Conflict of interests: None of the authors declares a conflict of interest.
Postoperative hyperphosphatemia significantly associates with adverse survival in colorectal cancer patients
Article first published online: 22 AUG 2013
© 2013 Journal of Gastroenterology and Hepatology Foundation and Wiley Publishing Asia Pty Ltd
Journal of Gastroenterology and Hepatology
Volume 28, Issue 9, pages 1469–1475, September 2013
How to Cite
Ye, Z., Palazzo, J. P., Lin, L., Lai, Y., Guiles, F., Myers, R. E., Han, J., Xing, J. and Yang, H. (2013), Postoperative hyperphosphatemia significantly associates with adverse survival in colorectal cancer patients. Journal of Gastroenterology and Hepatology, 28: 1469–1475. doi: 10.1111/jgh.12237
- Issue published online: 22 AUG 2013
- Article first published online: 22 AUG 2013
- Accepted manuscript online: 23 APR 2013 06:22AM EST
- Manuscript Accepted: 11 APR 2013
- National Cancer Institute. Grant Numbers: CA153099, CA152703, CA162201
- V Foundation for Cancer Research
Background and Aim
Hyperphosphatemia has been implicated in the development and treatment of various cancers. However, whether it can be used as a direct prognostic marker of colorectal cancer (CRC) has remained unexplored. Given new insights into the importance of hyperphosphatemia in CRC, we sought to evaluate the association of hyperphosphatemia with the clinical outcomes of this disease.

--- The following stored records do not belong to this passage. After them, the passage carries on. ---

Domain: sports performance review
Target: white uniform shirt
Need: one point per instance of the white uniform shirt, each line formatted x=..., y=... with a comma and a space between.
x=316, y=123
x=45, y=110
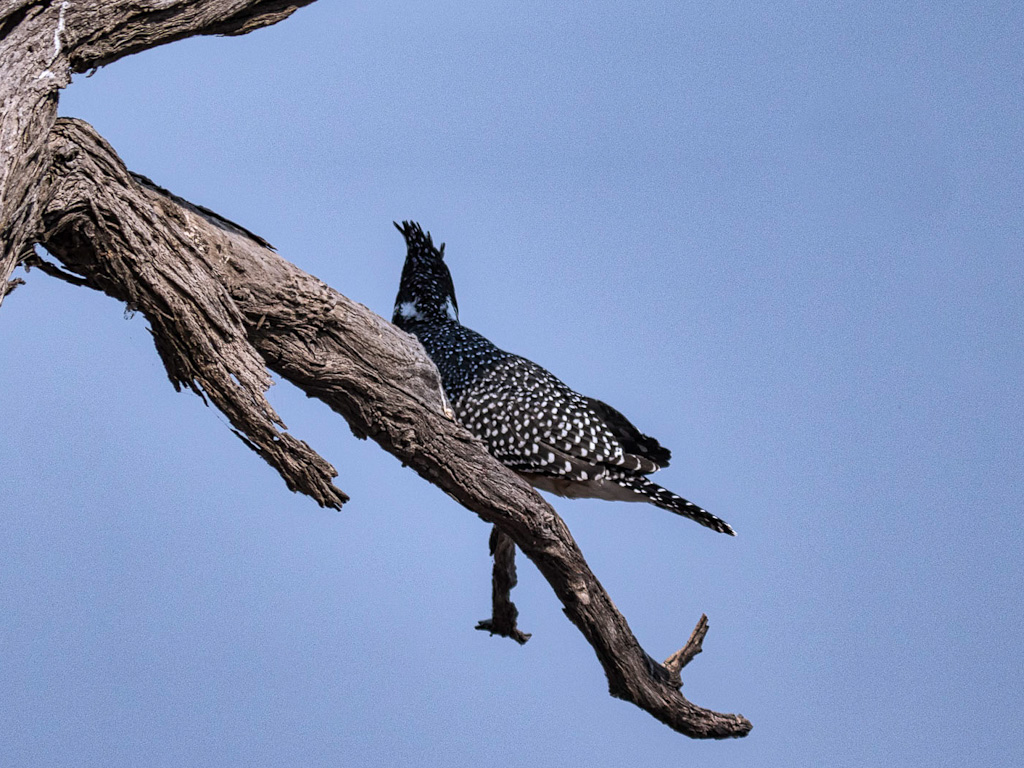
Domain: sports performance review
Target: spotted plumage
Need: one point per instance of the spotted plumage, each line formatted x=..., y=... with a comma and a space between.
x=558, y=439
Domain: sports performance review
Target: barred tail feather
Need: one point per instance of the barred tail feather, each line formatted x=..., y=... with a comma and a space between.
x=665, y=499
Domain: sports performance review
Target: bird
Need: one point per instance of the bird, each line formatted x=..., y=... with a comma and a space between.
x=555, y=438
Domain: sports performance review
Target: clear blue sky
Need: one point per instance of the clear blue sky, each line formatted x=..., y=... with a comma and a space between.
x=785, y=239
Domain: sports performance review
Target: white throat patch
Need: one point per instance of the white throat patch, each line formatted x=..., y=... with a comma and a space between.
x=450, y=308
x=409, y=310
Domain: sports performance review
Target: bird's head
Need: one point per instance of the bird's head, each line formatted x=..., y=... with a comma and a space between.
x=426, y=293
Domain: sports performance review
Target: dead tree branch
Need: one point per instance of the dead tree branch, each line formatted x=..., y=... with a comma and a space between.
x=223, y=307
x=221, y=304
x=43, y=42
x=504, y=612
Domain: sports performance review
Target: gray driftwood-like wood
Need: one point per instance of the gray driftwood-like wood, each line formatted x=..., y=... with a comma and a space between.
x=503, y=610
x=223, y=307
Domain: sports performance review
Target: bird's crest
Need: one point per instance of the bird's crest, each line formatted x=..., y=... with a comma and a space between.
x=426, y=294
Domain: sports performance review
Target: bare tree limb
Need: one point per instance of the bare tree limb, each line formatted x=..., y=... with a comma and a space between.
x=504, y=612
x=222, y=307
x=684, y=655
x=221, y=303
x=42, y=42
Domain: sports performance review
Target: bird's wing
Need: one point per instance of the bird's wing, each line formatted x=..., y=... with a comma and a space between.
x=534, y=422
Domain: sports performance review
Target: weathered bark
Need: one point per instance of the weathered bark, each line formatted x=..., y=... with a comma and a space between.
x=221, y=303
x=42, y=42
x=503, y=610
x=223, y=306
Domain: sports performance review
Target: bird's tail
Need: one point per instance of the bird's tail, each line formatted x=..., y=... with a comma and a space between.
x=665, y=499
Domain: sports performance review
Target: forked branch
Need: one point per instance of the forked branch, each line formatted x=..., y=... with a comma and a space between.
x=223, y=305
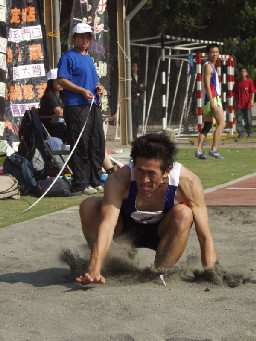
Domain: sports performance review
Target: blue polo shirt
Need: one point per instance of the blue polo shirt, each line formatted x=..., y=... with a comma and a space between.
x=80, y=70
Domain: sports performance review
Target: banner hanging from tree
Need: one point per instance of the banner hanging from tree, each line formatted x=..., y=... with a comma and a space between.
x=26, y=62
x=94, y=13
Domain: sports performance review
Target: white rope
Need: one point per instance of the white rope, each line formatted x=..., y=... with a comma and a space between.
x=123, y=52
x=65, y=163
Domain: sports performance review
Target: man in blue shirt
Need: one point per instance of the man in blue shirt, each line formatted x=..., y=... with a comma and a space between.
x=78, y=77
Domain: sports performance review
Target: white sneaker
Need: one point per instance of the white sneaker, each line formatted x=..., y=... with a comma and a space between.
x=100, y=189
x=90, y=190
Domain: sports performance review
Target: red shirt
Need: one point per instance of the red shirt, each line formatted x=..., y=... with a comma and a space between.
x=243, y=90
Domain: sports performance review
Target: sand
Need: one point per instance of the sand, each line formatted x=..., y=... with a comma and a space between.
x=41, y=301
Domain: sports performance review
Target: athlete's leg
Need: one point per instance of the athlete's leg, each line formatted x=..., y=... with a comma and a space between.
x=207, y=119
x=89, y=211
x=218, y=114
x=173, y=231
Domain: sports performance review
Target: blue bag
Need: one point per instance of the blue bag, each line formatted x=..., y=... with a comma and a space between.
x=21, y=169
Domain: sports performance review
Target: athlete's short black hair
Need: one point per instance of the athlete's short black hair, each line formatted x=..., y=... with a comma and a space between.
x=242, y=68
x=154, y=146
x=211, y=46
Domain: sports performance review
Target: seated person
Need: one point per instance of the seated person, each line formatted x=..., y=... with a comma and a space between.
x=51, y=104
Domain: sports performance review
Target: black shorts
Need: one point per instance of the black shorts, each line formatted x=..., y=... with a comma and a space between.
x=141, y=235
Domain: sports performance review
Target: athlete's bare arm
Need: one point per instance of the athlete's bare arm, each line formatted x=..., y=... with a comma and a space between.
x=115, y=191
x=190, y=190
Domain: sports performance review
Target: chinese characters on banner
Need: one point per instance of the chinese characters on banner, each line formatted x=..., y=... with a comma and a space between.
x=94, y=12
x=26, y=60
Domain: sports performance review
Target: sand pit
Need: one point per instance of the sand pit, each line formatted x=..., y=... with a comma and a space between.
x=41, y=301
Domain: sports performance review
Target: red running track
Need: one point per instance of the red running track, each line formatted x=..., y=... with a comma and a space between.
x=240, y=192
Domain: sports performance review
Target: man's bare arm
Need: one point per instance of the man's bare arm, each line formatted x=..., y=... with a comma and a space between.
x=193, y=195
x=68, y=85
x=114, y=192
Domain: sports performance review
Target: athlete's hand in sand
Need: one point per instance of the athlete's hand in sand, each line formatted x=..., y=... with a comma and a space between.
x=91, y=278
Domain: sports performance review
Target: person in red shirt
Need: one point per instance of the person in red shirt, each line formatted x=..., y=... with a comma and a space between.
x=243, y=92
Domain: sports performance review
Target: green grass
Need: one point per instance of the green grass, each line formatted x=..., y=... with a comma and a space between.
x=237, y=163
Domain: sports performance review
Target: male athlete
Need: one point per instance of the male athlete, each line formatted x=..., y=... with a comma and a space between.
x=154, y=201
x=212, y=107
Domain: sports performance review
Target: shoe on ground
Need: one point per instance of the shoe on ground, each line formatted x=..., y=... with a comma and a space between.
x=100, y=189
x=215, y=154
x=201, y=156
x=90, y=190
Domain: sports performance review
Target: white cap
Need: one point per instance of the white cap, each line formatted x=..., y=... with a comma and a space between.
x=52, y=74
x=82, y=28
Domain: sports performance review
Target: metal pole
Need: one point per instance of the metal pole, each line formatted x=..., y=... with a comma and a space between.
x=152, y=94
x=168, y=85
x=128, y=57
x=163, y=82
x=145, y=93
x=175, y=93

In a retrospective analysis of a well-characterized clinic-based cohort with 1241 CRC patients, we assessed the association of postoperative hyperphosphatemia with patient overall survival.
Postoperative hyperphosphatemia measured within the first month after surgery was significantly associated with CRC survival. Compared to patients with a normal phosphate level, those with hyperphosphatemia exhibited a significant unfavorable overall survival with a hazard ratio (HR) of 1.84 (95% confidence interval [CI] 1.49–2.29, P = 2.6 × 10−8 (log-rank P = 1.2 × 10−7). Stratified analyses indicated the association was more pronounced in patients with colon (HR = 2.00, 95% CI 1.57–2.56, P = 3.17 × 10−8) but not rectal cancer (HR = 0.96, 95% CI 0.58–1.59, P = 0.889) (P interaction = 0.023), as well as in those not receiving chemotherapy (HR = 2.15, 95% CI 1.59–2.90, P = 6.2 × 10−7) but not in those receiving chemotherapy (HR = 1.30, 95% CI 0.92–1.82, P = 0.136) (P interaction = 0.012). Flexible parametric survival model demonstrated that the increased risk for death conferred by postoperative hyperphosphatemia persisted over 150 months after surgery.
Our data indicated that postoperative hyperphosphatemia might be used as a prognostic marker of CRC patients after surgery. Since phosphate level is routinely tested in clinics, it may be incorporated into clinical models to predict CRC survival.